Reading the data in:
mortality_dat <- data.frame(Year = as.factor(rep(1961:1967, times = 2)), Gender = gl(n = 2,
k = 7, labels = c("Boys", "Girls")), Deaths = c(48, 55, 55, 58, 58, 49,
43, 36, 40, 44, 45, 46, 51, 39), Births = c(817599, 833269, 852561, 882924,
935366, 705463, 992778, 771773, 785347, 806960, 833837, 888331, 655511,
942869))
mortality_dat2 <- data.frame(mortality_dat, Girls_1966 = mortality_dat$Year ==
1966 & mortality_dat$Gender == "Girls")
poismod <- glm(formula = Deaths ~ offset(log(Births)) + Gender + Year + Girls_1966,
family = poisson, data = mortality_dat2)
We can see that the sample mean equals roughly the variance:
attach(mortality_dat2)
mean(Deaths)
## [1] 47.64
sd(Deaths)^2
## [1] 49.94
However, following a suggestion by Faraway, we should instead compare the fitted values \[ {{\hat \mu }_i} \] with \[ {\left( {{y_i} - {{\hat \mu }_i}} \right)^2} \] to assess underdispersion.

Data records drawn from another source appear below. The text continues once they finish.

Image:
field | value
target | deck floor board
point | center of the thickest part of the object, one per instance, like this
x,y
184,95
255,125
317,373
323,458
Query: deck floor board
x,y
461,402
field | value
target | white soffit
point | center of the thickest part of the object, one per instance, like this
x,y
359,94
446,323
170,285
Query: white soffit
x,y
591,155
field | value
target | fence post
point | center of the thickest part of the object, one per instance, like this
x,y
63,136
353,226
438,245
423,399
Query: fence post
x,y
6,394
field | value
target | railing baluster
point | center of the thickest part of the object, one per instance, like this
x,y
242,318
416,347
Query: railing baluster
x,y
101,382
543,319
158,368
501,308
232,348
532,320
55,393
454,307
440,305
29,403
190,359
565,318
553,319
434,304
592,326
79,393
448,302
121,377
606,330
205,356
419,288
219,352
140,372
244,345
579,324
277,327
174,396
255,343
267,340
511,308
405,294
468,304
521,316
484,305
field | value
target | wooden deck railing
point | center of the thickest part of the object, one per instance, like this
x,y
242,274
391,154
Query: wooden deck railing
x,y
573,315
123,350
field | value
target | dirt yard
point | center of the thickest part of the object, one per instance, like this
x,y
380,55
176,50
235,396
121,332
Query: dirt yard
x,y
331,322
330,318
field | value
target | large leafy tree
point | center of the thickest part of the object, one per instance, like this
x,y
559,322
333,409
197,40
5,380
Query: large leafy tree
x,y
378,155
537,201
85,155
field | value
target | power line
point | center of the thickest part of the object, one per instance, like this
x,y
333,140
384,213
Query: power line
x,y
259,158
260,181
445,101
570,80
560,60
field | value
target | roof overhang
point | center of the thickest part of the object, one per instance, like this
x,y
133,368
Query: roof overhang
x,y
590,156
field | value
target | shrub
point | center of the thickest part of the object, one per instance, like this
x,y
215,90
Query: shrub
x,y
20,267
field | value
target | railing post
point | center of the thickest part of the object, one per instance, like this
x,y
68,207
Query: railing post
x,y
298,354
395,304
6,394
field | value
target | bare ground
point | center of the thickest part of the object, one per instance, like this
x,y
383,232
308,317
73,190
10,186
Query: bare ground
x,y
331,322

Mean of the fitted values:
mean(fitted(poismod))
## [1] 47.64
Crude approximation for the variance:
mean((Deaths - fitted(poismod))^2)
## [1] 1.732
The difference between the two provides a way better picture of the amount of under-/overdispersion than comparing sample mean and variance:
quasipois.mod <- glm(formula = Deaths ~ offset(log(Births)) + Gender + Year +
Girls_1966, family = quasipoisson, data = mortality_dat2)
summary(quasipois.mod)
##
## Call:
## glm(formula = Deaths ~ offset(log(Births)) + Gender + Year +
## Girls_1966, family = quasipoisson, data = mortality_dat2)
##
## Deviance Residuals:
## 1 2 3 4 5 6 7 8
## 0.1438 0.2450 -0.0456 0.0485 -0.0062 0.0000 -0.4134 -0.1634
## 9 10 11 12 13 14
## -0.2800 0.0513 -0.0547 0.0070 0.0000 0.4542
##
## Coefficients:
## Estimate Std. Error t value Pr(>|t|)
## (Intercept) -9.7638 0.0391 -249.89 1.9e-11 ***
## GenderGirls -0.1821 0.0287 -6.35 0.0014 **
## Year1962 0.1048 0.0508 2.06 0.0940 .
## Year1963 0.1212 0.0503 2.41 0.0607 .
## Year1964 0.1268 0.0498 2.55 0.0515 .
## Year1965 0.0763 0.0497 1.54 0.1853
## Year1966 0.1890 0.0622 3.04 0.0288 *
## Year1967 -0.2209 0.0526 -4.20 0.0085 **
## Girls_1966TRUE 0.2955 0.0736 4.01 0.0102 *
## ---
## Signif. codes: 0 '***' 0.001 '**' 0.01 '*' 0.05 '.' 0.1 ' ' 1
##
## (Dispersion parameter for quasipoisson family taken to be 0.1148)
##
## Null deviance: 20.52280 on 13 degrees of freedom
## Residual deviance: 0.57309 on 5 degrees of freedom
## AIC: NA
##
## Number of Fisher Scoring iterations: 3
Very strong underdispersion: \[ \phi = 0.11 \]!